It is my pleasure to welcome you to the inaugural issue of the Volpe Journal. The purpose of this publication is to provide readers with detailed accounts of significant Volpe Center projects and initiatives.

Since its inception more than 25 years ago, the Center has become increasingly recognized by government, industry, and academia as a focal point for the assimilation, generation, and interchange of knowledge and understanding concerning national and international transportation and logistics systems. Today it is widely valued as a unique national resource for solving complex transportation and logistics problems for both government and other organizations. Operating on a fee-for-service basis, somewhat unique to the government, the Volpe Center has never received a direct appropriation from the Congress.

With an extensive technical institutional memory, the Volpe Center staff represents a world-class transportation resource not replicated elsewhere. The Center's dedicated staff represents a wide array of disciplines, from engineering and physics to the social sciences. The Center continues to be out in front forging partnerships with industry, academia, and other local, state, and federal government agencies. In essence, the Volpe Center has become a recognized catalyst for transportation innovation.
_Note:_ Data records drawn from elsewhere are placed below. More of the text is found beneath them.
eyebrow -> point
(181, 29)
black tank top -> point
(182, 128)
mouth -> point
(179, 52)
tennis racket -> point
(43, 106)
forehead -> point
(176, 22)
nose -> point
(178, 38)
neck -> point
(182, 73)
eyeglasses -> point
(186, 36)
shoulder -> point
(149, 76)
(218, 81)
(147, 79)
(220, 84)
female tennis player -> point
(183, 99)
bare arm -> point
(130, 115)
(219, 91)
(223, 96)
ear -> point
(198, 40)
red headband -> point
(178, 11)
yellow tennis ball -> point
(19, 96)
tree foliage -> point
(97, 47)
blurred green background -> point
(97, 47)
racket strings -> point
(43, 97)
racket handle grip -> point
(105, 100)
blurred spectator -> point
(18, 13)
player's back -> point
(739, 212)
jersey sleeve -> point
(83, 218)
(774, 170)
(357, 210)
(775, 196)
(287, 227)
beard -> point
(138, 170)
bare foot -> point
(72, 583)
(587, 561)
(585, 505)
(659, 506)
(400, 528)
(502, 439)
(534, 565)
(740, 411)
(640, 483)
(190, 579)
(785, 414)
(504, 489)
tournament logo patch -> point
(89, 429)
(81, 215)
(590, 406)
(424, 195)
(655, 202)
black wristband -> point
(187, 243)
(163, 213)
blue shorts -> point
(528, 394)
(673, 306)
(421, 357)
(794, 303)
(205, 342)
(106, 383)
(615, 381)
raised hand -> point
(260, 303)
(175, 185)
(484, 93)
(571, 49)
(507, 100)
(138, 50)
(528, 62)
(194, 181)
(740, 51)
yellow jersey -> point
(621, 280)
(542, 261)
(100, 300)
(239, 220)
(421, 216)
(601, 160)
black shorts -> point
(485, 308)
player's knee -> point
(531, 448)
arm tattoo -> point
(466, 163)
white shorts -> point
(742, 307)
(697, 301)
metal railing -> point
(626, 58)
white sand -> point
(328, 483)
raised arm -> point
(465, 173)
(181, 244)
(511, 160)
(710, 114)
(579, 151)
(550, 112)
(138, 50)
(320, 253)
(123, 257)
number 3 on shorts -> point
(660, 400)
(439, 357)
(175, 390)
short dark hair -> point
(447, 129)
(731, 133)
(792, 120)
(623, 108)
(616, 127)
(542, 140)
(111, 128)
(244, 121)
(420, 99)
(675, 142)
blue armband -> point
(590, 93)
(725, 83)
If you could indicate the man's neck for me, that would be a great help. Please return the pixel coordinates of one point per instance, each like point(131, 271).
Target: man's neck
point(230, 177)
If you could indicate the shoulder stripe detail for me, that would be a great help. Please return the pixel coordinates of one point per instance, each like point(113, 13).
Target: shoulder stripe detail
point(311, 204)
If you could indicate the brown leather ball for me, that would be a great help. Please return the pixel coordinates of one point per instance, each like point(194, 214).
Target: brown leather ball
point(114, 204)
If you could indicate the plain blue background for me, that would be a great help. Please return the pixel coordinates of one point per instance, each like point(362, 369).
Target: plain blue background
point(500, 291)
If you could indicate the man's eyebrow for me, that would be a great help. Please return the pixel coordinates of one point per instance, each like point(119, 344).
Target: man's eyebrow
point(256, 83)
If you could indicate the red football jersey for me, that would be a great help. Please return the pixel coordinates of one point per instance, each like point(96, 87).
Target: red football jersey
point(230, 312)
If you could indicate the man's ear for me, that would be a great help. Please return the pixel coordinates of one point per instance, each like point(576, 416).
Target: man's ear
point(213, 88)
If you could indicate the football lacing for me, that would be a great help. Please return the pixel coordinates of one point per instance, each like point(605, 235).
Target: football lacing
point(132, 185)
My message for this inaugural edition of the Volpe Journal is twofold. First, in the face of the rapidly growing expansion of international travel, tourism, and trade, we must look at transportation from a global perspective. There are lessons to be learned from overseas and market opportunities too significant to be ignored.

Second, the information and communication technology revolution is occurring at a much more rapid pace than can be readily assimilated by the transportation community. And although information and communication technologies can significantly enhance the performance of transportation systems, they can also make this same system more vulnerable to loss through the deliberate compromise or sabotage of key automated elements or even the inadvertent failure of one or more of them.

For years many of us have been driven by our need to be prepared for the transportation challenges of the twenty-first century. Most of these challenges and scenarios are no longer futuristicthe twenty-first century is here. Together, we must solve the transportation problems of a new century and anticipate the global issues that will challenge us in 2025.